A large DB2 customer recently compared XML to relational performance because their business objects are currently mapped to 12 relational tables. Their application executes at least 12 SQL statements to retrieve all the relational data that comprises one of the logical business objects. Then the application reassembles the original business object. An alternative is to store these business objects as XML so that each object is stored as a single document. Instead of 12 tables, only 1 table with 1 XML column is then needed. In multi-user tests for data retrieval the the company found that the XML-based solution allows them to retrieve objects with 55% higher throughput than the existing relational SQL-based solution. The reasons for the performance benefit include fewer JDBC interactions between application and database as well as fewer distinct pages that need to be read when one logical business object is represented as one XML document (and not scattered over 12 tables). These tests were later repeated and verified at an IBM lab.
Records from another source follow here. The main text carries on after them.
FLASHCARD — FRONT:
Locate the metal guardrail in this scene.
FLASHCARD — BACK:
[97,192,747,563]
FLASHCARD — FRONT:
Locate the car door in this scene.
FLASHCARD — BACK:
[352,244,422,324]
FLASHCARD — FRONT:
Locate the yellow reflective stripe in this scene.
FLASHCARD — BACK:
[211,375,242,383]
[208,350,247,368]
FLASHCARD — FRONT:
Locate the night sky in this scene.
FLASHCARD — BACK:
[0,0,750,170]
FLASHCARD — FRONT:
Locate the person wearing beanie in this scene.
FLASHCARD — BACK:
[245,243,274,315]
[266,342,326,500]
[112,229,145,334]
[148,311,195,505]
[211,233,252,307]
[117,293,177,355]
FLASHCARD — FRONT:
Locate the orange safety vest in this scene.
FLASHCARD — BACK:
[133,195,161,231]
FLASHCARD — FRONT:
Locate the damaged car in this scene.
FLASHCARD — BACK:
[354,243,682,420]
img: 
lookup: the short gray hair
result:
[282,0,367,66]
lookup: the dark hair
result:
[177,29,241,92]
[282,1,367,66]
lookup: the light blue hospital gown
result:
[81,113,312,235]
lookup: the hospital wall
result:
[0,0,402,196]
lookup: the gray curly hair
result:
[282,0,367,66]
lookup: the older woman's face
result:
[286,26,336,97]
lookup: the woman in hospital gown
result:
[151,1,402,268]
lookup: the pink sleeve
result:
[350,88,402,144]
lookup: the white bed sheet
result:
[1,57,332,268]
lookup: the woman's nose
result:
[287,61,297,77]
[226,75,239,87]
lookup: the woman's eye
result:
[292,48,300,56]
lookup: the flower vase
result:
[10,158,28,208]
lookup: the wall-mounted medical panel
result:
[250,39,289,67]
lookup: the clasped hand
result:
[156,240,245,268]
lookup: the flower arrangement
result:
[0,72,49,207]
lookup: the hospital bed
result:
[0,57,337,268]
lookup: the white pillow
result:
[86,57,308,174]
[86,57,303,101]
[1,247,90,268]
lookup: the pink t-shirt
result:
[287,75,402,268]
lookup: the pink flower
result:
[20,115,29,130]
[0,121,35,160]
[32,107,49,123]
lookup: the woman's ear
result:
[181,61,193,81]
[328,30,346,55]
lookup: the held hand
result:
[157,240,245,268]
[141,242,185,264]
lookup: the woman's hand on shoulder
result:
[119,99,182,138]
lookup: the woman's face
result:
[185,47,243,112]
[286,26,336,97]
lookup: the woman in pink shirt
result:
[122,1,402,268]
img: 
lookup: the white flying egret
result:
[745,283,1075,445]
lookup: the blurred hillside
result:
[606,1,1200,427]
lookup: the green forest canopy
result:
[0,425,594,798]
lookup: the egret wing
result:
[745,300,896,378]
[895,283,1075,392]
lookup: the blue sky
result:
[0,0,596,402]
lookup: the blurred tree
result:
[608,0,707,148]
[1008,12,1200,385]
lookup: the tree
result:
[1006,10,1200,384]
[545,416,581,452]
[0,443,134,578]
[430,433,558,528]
Another important considertion in the question of XML versus relational is the data format in which the data is produced and consumed outside the database. If the data is produced and/or consumed in XML format anyway, it is often better to also store the data as XML in the database.
So, the question “What is faster, XML or Relational?” is somewhat like asking “What is faster, a truck or a ship?”, because XML and relational are meant for different purposes, and either one can outperform the other depending on which use case you look at. And there are also use cases (with high schema complexity and schema variability over time) that cannot reasonably be implemented in a relational data model. (If you need to go to Hawaii, the boat always beats the truck!).
The beauty of a hybrid database system such as DB2 is that you can use both native XML and relational capabilitues side by side, in a tightly integrated manner. Some data is better representated in relational tables, other data is better represented in XML, and you can manage both in the same database or even the same table, and with the same APIs and utilities.